La pathologie qui semble encore peu accessible pour les scénaristes de série semble être la schizophrénie. Ce qui est également vrai dans le cinéma. La désorganisation du discours et le caractère floride et polymorphe dans ses thèmes et ses mécanismes du délire paranoïde rendent difficile l’adéquation d’un personnage atteint de schizophrénie avec un récit qui soit agréable à suivre… Jusqu’à ce qu’un auteur plus talentueux y parvienne. Soulignons cependant la récente représentation d’une suspicion d’un cas de schizophrénie dans la série Legion, sortie en 2017. 

Rembourser les séries ?!

Enfin, sur la question du suicide, les animateurs de la session ont salué la série 13 reasons why, bien qu’ils en regrettent la représentation peut-être trop explicite du passage à l’acte suicidaire. Selon eux, une utilisation "thérapeutique" de cette série, autour de séances de visionnage accompagnées par des soignants, pourquoi pas dans un hôpital de jour dédié aux adolescents, pourrait tout à fait s’envisager ! 

Certes, la représentation de la folie dans l’art n’est pas nouvelle, bien entendu. Mais les séries actuelles sont diffusées massivement à un niveau qui n’est égalé par aucun des autres supports artistiques. Durant cette session, certains personnages montrés à l’écran étaient reconnues sans hésiter unanimement par l’ensemble de la salle. Ces représentations non caricaturales des pathologies mentales pourraient ainsi contribuer à la déstigmatisation de la psychiatrie auprès du grand public. 

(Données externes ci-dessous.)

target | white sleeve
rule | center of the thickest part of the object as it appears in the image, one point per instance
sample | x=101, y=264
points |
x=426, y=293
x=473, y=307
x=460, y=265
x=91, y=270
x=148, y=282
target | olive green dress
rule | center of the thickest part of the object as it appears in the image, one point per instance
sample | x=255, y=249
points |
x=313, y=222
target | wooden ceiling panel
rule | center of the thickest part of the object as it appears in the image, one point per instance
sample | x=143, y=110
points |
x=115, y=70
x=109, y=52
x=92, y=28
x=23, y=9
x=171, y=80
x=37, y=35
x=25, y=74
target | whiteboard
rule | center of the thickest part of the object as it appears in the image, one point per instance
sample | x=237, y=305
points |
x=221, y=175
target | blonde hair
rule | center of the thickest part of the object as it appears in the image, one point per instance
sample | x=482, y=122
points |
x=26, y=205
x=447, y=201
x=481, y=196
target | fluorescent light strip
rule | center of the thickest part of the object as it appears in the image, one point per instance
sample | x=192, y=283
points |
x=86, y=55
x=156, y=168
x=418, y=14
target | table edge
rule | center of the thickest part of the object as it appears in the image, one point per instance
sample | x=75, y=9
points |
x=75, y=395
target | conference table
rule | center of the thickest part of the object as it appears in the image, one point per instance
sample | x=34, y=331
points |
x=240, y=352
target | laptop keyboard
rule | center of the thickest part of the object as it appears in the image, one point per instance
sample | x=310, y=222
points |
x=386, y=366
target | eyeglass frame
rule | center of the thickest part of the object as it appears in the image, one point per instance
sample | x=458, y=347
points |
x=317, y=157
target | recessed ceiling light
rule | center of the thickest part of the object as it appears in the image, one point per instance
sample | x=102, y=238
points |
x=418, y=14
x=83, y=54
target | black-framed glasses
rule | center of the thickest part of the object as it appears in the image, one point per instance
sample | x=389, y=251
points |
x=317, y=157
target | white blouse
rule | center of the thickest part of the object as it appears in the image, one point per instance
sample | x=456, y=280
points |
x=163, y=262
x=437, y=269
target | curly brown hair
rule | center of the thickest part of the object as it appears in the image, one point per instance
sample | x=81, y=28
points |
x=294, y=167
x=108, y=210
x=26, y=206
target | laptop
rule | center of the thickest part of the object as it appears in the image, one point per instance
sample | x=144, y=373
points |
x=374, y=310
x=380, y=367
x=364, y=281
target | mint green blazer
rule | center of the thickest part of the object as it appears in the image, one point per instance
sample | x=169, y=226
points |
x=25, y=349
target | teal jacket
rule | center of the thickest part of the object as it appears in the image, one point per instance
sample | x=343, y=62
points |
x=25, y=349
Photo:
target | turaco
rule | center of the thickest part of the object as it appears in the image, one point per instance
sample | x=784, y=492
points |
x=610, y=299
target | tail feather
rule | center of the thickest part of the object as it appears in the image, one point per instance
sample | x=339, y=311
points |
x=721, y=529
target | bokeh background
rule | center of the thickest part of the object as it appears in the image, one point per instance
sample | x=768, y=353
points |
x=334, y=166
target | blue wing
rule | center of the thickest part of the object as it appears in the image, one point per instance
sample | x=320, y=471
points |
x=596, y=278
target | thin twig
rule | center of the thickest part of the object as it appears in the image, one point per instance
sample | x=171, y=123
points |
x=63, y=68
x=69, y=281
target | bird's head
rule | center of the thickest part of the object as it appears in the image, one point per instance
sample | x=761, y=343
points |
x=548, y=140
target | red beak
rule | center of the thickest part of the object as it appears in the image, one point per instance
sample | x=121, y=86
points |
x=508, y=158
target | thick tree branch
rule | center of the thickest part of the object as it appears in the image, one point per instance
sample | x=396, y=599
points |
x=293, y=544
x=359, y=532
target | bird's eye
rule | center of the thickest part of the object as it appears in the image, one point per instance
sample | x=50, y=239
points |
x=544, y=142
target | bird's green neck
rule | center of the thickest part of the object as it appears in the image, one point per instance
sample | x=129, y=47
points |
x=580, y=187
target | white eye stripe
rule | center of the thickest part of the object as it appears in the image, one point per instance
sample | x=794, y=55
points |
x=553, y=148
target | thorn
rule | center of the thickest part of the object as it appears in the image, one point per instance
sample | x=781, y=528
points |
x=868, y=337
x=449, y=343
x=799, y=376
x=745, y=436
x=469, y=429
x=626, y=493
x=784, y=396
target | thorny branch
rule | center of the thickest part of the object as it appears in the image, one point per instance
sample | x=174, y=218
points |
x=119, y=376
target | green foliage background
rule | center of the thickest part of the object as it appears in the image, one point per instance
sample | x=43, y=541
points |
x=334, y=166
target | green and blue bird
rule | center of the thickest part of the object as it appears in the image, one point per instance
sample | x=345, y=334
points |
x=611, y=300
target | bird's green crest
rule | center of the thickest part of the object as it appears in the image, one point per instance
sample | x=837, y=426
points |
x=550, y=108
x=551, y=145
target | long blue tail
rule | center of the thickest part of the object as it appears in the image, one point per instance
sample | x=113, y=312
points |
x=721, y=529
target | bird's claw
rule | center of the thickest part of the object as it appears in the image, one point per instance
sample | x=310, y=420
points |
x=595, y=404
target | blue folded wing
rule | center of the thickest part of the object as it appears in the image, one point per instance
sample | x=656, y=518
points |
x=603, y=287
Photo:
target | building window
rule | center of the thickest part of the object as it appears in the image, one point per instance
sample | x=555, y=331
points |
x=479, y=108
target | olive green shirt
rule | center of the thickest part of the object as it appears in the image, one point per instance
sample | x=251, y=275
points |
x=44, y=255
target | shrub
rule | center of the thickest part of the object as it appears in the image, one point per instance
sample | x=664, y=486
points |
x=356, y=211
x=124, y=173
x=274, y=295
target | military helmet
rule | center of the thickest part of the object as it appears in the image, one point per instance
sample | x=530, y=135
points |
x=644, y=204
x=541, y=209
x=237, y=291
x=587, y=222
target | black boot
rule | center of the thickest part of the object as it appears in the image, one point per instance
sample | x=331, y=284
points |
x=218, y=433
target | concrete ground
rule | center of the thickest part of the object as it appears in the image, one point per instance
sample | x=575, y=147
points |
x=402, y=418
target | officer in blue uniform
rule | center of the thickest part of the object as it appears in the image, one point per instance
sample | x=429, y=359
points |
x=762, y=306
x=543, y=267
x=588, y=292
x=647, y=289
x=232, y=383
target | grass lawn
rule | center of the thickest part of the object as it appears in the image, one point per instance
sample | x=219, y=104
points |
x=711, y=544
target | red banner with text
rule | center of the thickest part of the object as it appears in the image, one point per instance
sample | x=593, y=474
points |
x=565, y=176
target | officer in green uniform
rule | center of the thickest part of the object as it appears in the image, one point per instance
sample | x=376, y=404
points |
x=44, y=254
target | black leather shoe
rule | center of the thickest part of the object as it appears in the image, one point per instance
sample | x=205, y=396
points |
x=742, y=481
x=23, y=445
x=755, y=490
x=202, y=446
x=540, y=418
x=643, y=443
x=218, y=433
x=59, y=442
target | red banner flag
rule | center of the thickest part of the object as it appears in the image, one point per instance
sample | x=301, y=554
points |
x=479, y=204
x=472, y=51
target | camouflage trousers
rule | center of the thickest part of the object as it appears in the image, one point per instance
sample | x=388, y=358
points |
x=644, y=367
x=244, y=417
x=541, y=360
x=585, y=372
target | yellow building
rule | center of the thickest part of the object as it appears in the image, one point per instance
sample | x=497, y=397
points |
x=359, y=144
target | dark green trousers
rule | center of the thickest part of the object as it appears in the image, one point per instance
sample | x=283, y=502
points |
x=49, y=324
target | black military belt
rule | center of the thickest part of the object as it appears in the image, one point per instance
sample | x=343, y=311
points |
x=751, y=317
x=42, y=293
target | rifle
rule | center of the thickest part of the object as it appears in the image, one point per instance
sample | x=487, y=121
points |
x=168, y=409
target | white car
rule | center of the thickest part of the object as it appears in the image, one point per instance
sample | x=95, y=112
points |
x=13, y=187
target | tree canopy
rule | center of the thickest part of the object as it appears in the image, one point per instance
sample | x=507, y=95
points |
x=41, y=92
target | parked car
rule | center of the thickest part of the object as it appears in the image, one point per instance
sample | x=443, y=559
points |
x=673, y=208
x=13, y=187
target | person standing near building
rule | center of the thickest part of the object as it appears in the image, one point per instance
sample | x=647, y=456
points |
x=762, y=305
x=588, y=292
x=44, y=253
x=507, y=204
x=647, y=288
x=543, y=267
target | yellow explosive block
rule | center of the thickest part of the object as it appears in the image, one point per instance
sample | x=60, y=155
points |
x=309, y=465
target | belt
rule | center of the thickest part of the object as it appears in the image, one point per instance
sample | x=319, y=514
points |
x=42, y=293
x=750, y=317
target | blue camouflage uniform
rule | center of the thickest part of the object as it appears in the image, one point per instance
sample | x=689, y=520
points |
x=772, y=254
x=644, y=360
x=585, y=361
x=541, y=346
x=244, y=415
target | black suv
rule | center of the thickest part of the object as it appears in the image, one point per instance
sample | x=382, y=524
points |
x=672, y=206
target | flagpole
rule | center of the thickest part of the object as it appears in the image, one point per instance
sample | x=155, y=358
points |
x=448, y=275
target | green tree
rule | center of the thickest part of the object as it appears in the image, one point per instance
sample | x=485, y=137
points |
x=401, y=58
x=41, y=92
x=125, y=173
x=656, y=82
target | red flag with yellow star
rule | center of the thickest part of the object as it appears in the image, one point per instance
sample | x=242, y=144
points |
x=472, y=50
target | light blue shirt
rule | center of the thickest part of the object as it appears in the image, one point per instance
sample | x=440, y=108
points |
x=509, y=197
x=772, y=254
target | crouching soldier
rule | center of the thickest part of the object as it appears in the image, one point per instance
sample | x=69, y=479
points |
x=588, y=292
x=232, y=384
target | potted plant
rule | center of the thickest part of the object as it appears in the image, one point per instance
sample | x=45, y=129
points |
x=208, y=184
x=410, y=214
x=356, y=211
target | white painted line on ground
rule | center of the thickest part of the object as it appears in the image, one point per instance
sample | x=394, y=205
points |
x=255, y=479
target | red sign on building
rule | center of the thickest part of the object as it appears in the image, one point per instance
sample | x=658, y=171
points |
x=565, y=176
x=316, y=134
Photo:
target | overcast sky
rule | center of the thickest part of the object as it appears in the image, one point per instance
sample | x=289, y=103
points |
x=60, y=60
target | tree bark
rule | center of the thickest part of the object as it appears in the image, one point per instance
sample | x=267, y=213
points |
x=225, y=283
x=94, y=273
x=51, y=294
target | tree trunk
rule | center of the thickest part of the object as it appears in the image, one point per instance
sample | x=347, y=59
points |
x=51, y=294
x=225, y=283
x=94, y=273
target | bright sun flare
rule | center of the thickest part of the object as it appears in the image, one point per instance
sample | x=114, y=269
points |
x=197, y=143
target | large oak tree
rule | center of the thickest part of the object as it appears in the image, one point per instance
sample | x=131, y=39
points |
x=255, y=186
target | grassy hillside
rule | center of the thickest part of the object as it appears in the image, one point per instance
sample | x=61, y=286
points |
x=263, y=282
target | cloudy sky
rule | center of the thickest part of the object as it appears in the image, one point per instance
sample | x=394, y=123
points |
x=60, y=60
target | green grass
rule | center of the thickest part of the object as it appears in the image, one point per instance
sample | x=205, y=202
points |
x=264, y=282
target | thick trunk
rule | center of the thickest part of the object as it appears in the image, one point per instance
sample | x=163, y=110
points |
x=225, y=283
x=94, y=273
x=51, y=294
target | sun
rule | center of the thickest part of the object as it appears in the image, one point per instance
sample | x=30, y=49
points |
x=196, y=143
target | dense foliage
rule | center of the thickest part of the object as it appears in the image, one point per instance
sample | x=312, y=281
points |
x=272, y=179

Bref, les séries seraient de véritables outils de santé publique, d’enseignement et de formation continue. Des séminaires d’enseignement utilisant des séries comme matériel pédagogique existent d’ailleurs déjà (notamment autour de la série Seinfeld aux Etats-Unis). A quand la déduction du coût de Netflix dans les frais professionnels ou la création d’un organisme de DPC dédié ? 

Dr Alexandre Haroche
RÉFÉRENCE
C.Marcaggi, C.Debien. Le PsyLab – Séries télévisées : vignettes cliniques 2.0 ? 16e congrès de l’encéphale, 26 au 24 janvier 2018, Paris.